Make life Simple,
Data digitalization is the process of converting data from analog to digital formats, and then making it more accessible and useful.
Data digitalization can have many benefits, including:
Improved decision making: Real-time data can be used to make informed decisions and improve operations.
Increased efficiency: Automating repetitive tasks can reduce costs and increase productivity.
Improved safety: Automated systems can be safer and more reliable than manual systems.
Ease of access: Digital information can be easily stored, accessed, and shared.
Easy data analysis: Digital information can be manipulated more easily than analog information.
Few problems do not require complex solutions and some simpler techniques can be employed to solve them. This Blog talks about one of such solution.
Even in the age of digitization a lot of industries still have to use physical documents. Banking and Insurance industries still use hard copies of KYC documents for verification. Even though they have the option of digital KYC, in developing countries like India, physical copies are a convenient way for customers. Companies have to spend a lot of resources just to extract/validate these KYC documents.
There are a lot of solutions available to solve the entity extraction from KYC documents. We developed a solution with minimal resources but is highly effective.
Keywords
KYC, Regex, Pattern Matching, Aadhaar, PAN
Introduction
KYC documents usually contain fields like Name, Address, Date of Birth, ID number etc. We've used Regular Expressions to extract these entities. For regular expressions to work, document formats should be static, hence it makes KYC document a good use case.
Types of document considered for evaluation:
PAN, Aadhar, Death Certificate
Approach
We used the following three ways to come up with rules:
Approach 1: Regular Expression pattern as a required entity
Approach 2: Text around Regular Expression pattern as a required entity.
Approach 3: Text relative to another entity as a required entity
Grid Search
Few of all of the above three approaches are implemented for each document type.
By using the grid search technique we found the optimal sequence of approaches.
PAN
Let's take an example of entity extraction from PAN.
Entities need to be extracted: PAN Number, Birth Date, First Name, Fathers Name
PAN Number - After going through all PAN documents(100) in the dataset, the following approaches/patterns were found.
Approach 1:
Pattern 1A: ([a-z]{5}\d{4}[a-z]{1}) --Perfect OCR
Pattern 1B: ([a-z]{5}\d{1,4}[a-z]{1,3}) --Bad OCR
Approach 2:
Pattern 2A: (?:Number|Number Card)\s*([a-z]{5}\d{4}[a-z]{1}) --Perfect OCR
Pattern 2B: (?:Number|Number Card)\s*([a-zA-Z0-9 ]{8,13}) --Bad OCR
As we have 4 patterns and we need to run them sequentially, as soon as we find a matched pattern, we return it as an entity found.
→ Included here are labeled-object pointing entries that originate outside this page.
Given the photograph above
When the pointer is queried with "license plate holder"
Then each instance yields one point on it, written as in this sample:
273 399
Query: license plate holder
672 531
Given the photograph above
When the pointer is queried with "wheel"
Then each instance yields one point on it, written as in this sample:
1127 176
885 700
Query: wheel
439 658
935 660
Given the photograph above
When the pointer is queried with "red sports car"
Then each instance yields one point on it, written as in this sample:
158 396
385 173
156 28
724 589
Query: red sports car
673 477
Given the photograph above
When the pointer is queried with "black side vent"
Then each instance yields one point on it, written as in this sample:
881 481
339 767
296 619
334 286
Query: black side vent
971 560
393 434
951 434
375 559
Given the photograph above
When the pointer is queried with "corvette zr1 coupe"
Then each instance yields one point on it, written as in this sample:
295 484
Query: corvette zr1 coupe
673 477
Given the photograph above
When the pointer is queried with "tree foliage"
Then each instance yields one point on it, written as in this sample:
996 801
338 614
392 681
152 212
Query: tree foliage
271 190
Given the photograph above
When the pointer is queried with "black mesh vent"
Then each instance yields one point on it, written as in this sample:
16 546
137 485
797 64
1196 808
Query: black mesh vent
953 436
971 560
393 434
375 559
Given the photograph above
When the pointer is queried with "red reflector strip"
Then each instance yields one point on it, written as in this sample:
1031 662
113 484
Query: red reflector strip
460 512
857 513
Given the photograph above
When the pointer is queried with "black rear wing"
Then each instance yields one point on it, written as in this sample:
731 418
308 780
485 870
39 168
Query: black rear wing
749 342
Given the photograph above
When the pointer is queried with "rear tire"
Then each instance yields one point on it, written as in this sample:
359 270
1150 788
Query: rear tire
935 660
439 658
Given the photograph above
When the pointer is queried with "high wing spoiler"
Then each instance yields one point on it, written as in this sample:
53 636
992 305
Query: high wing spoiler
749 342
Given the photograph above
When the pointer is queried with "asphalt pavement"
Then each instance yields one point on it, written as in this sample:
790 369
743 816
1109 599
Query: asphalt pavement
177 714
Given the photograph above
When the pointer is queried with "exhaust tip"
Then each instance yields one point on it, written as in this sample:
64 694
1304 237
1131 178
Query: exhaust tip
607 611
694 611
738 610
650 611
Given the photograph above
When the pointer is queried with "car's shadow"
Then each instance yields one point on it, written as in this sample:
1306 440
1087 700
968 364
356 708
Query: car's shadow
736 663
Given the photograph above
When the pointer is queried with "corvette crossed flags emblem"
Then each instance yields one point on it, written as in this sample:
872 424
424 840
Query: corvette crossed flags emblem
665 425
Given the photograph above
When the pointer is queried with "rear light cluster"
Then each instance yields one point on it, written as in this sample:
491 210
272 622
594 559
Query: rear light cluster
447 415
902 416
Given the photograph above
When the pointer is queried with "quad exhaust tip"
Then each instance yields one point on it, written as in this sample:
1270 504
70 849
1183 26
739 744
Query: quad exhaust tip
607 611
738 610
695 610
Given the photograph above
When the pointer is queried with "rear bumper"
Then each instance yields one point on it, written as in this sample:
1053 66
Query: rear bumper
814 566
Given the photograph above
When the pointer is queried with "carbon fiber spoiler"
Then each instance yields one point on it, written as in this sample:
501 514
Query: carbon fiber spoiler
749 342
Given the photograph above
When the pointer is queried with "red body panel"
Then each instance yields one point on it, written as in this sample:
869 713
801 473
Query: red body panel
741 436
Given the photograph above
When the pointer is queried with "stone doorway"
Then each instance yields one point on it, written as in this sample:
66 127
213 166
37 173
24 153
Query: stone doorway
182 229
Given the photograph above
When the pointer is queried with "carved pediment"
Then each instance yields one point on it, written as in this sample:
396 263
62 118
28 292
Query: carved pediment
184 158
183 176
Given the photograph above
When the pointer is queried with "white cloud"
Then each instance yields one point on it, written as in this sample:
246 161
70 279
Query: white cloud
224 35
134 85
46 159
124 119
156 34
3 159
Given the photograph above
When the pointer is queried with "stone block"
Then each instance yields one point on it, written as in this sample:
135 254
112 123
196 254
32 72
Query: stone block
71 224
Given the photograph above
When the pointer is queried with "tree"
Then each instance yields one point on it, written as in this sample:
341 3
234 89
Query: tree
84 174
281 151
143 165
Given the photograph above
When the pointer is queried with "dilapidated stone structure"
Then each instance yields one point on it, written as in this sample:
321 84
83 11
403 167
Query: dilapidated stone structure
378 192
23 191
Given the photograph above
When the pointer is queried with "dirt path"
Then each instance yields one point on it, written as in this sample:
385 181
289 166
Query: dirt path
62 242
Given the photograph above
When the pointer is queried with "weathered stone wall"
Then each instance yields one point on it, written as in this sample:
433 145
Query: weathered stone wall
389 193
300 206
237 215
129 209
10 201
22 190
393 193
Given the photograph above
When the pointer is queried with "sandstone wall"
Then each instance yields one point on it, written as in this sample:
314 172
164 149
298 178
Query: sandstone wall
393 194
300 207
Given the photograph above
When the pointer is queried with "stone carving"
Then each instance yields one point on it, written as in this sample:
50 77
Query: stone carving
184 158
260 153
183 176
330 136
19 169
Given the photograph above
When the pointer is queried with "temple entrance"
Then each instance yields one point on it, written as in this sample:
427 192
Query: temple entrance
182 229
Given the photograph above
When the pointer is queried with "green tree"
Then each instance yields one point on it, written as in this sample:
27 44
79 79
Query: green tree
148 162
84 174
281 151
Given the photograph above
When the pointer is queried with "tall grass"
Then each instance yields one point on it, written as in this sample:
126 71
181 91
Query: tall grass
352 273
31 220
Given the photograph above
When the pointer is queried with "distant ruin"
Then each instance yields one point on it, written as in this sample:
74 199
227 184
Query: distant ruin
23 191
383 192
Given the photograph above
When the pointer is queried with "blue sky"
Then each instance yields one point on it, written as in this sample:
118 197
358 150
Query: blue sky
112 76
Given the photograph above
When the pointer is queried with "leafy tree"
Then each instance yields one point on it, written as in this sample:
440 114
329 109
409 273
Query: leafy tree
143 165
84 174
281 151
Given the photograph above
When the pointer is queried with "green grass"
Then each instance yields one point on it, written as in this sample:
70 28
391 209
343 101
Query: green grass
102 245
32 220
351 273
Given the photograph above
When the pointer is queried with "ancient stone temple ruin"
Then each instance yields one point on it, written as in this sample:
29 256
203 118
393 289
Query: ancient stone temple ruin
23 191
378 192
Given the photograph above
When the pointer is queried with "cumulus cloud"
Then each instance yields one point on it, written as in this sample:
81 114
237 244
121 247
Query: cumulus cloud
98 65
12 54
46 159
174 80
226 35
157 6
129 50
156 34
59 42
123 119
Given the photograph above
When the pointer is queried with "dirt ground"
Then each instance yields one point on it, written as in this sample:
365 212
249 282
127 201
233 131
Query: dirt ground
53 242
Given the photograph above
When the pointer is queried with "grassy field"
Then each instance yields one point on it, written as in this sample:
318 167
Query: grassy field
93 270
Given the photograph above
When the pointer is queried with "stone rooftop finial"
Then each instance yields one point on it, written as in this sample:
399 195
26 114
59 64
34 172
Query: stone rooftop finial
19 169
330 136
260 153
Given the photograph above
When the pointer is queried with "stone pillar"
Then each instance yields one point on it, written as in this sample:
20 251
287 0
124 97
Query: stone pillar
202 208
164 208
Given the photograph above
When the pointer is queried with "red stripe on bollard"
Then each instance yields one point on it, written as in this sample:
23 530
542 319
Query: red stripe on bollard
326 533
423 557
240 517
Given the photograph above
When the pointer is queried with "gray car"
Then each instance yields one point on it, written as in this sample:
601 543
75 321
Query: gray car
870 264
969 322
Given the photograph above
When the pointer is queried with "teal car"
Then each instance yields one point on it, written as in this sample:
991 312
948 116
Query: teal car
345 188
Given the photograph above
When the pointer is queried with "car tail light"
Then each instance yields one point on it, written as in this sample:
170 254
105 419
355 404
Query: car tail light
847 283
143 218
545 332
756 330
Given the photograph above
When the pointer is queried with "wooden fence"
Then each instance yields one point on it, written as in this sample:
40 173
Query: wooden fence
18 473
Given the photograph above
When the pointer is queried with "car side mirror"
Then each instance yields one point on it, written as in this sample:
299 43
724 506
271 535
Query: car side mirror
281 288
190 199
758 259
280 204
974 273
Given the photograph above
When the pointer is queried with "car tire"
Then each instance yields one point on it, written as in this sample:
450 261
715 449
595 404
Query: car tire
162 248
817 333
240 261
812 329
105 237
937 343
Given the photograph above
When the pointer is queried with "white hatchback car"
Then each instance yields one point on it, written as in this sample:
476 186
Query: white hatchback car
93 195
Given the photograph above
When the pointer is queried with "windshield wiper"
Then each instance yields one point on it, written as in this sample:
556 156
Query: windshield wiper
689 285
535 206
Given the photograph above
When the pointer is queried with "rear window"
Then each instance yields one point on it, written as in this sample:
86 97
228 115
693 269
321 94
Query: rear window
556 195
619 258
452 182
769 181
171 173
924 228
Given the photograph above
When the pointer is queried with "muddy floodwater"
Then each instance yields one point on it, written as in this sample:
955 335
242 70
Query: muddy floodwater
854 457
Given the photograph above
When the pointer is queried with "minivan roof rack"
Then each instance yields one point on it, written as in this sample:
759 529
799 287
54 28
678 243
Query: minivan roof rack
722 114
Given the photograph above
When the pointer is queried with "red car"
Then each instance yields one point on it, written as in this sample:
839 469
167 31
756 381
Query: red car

We should not put these patterns in random sequence because it will place a patternless likely to appear at top of sequence, and then chances of false positives increases. So to find out patterns most likely to appear in PAN documents we use the grid search technique(commonly used in ML to find optimal hyperparameters).
As there are 4 patterns, the total number of possible sequences is 4!=24. For each sequence out of 24:
Calculate accuracy
Return sequence with the highest accuracy
Thus, we find optimal sequence of patterns - Pattern 2A,Pattern 2B,Pattern 1A, Pattern 1B
Birth Date
Approach 1:
Pattern 1A: ([0-9]{2}(\/|-)[0-9]{2}(\/|-)[0-9]{4})
Pattern 1B: ([0-9-\/]+)
By using a grid search, the optimal sequence of patterns - Pattern 1A, Pattern 1B
Fathers Name
Approach 2:
Pattern 2A: (?:Father\'s|Father)\s(?:Name)\s([a-z]*\s*[a-z]*\s*[a-z]*)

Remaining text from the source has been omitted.